- An employer successfully demonstrated that it did not engage in race discrimination when it hired a white candidate over a black candidate, the 11th U.S. Circuit Court of Appeals has determined, upholding summary judgment for the employer (Jolivette v. City of Americus, GA, No. 19-10138 (11th Cir., Oct. 4, 2019)).
- The city of Americus, Georgia, was able to show that it had legitimate, nondiscriminatory reasons for hiring a white candidate instead of the plaintiff, Roderick Jolivette, as fire chief — namely that the interviewers "overwhelmingly preferred" the other candidate based on education, training, experience and interview performance. In fact, the employer said, 20 of the 28 individuals on the hiring panel ranked the other candidate as their first choice.
- The court said the city was entitled to rely on subjective hiring criteria in making its hiring decision because a subjective reason is a "legally sufficient, legitimate, nondiscriminatory reason if the defendant articulates a clear and reasonably specific factual basis upon which it based its subjective opinion."
Protected characteristics such as race, color, religion, sex and national origin — among other things — can't factor into employment decisions, according to U.S. Equal Employment Opportunity Commission guidance.
To prevent such discrimination, experts recommend that HR maintain diverse hiring panels, standardize interview questions and even consider removing identifying information like candidates' names from job applications. Similarly, some have suggested that HR standardize performance reviews and set up mechanisms to assist with feedback and promotions.

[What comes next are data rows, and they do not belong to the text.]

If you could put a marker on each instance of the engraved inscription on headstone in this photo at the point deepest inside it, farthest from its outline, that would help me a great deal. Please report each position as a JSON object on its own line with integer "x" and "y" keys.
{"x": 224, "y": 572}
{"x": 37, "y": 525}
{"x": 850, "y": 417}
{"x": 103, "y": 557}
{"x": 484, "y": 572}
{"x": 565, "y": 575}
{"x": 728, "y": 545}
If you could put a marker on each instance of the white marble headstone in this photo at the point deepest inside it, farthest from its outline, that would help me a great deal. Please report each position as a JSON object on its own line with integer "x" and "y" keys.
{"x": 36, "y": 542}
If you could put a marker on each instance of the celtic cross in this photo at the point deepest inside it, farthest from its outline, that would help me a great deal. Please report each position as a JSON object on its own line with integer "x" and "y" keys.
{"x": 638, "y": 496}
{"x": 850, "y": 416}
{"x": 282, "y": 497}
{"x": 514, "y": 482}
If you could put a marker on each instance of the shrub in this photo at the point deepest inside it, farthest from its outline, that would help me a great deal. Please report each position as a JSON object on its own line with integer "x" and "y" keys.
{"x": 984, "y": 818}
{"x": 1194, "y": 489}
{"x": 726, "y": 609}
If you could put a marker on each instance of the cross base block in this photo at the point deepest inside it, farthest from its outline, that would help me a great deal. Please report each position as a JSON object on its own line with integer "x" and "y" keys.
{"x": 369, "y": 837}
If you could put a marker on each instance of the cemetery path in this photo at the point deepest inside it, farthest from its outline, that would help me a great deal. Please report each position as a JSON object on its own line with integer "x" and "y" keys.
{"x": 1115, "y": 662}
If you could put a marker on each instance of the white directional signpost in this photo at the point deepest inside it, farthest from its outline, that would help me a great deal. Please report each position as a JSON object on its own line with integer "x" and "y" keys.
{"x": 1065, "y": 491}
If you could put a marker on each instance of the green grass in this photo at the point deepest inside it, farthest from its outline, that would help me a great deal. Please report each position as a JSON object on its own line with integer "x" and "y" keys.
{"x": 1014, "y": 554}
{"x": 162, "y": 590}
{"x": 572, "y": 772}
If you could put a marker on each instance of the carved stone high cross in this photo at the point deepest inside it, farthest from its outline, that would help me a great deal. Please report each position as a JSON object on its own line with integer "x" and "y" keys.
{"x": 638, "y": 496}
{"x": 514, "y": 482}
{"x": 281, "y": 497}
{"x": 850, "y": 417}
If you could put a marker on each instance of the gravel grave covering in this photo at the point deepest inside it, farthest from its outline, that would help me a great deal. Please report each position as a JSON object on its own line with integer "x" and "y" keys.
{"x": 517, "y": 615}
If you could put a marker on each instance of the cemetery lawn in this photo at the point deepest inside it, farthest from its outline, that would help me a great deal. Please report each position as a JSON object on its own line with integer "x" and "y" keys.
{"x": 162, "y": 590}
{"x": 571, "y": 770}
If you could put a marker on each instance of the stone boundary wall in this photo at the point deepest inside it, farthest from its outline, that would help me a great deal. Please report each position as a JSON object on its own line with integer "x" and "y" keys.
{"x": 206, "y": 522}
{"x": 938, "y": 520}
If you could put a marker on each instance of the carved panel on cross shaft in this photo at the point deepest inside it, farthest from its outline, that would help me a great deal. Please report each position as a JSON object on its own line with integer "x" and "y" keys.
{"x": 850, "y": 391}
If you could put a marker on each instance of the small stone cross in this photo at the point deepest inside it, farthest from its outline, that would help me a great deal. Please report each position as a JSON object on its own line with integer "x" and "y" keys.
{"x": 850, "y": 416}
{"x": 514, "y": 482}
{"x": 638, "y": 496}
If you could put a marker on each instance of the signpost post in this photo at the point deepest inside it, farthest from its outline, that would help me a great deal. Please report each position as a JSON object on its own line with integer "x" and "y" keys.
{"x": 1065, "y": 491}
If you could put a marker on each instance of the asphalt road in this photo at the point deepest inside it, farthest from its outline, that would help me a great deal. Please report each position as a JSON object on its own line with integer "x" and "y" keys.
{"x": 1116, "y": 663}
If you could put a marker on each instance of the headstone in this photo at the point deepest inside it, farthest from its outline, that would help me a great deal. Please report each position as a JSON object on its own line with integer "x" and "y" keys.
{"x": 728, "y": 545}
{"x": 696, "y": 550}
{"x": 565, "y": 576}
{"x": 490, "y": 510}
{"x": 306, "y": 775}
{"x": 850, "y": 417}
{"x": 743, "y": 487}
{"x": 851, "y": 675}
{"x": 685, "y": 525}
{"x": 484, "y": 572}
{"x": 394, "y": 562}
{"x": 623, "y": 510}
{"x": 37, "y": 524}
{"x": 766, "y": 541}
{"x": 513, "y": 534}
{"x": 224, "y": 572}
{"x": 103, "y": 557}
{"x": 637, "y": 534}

Court rulings also continue to demonstrate the importance of documentation. At a recent conference, Alison West, principal at Employment Practices Specialists, explained that a lack of documentation can lead a jury to assume that an employer didn't care enough to memorialize its actions. But the mere existence of documentation is not enough, she said; HR must ensure that records are clear, direct and sincere.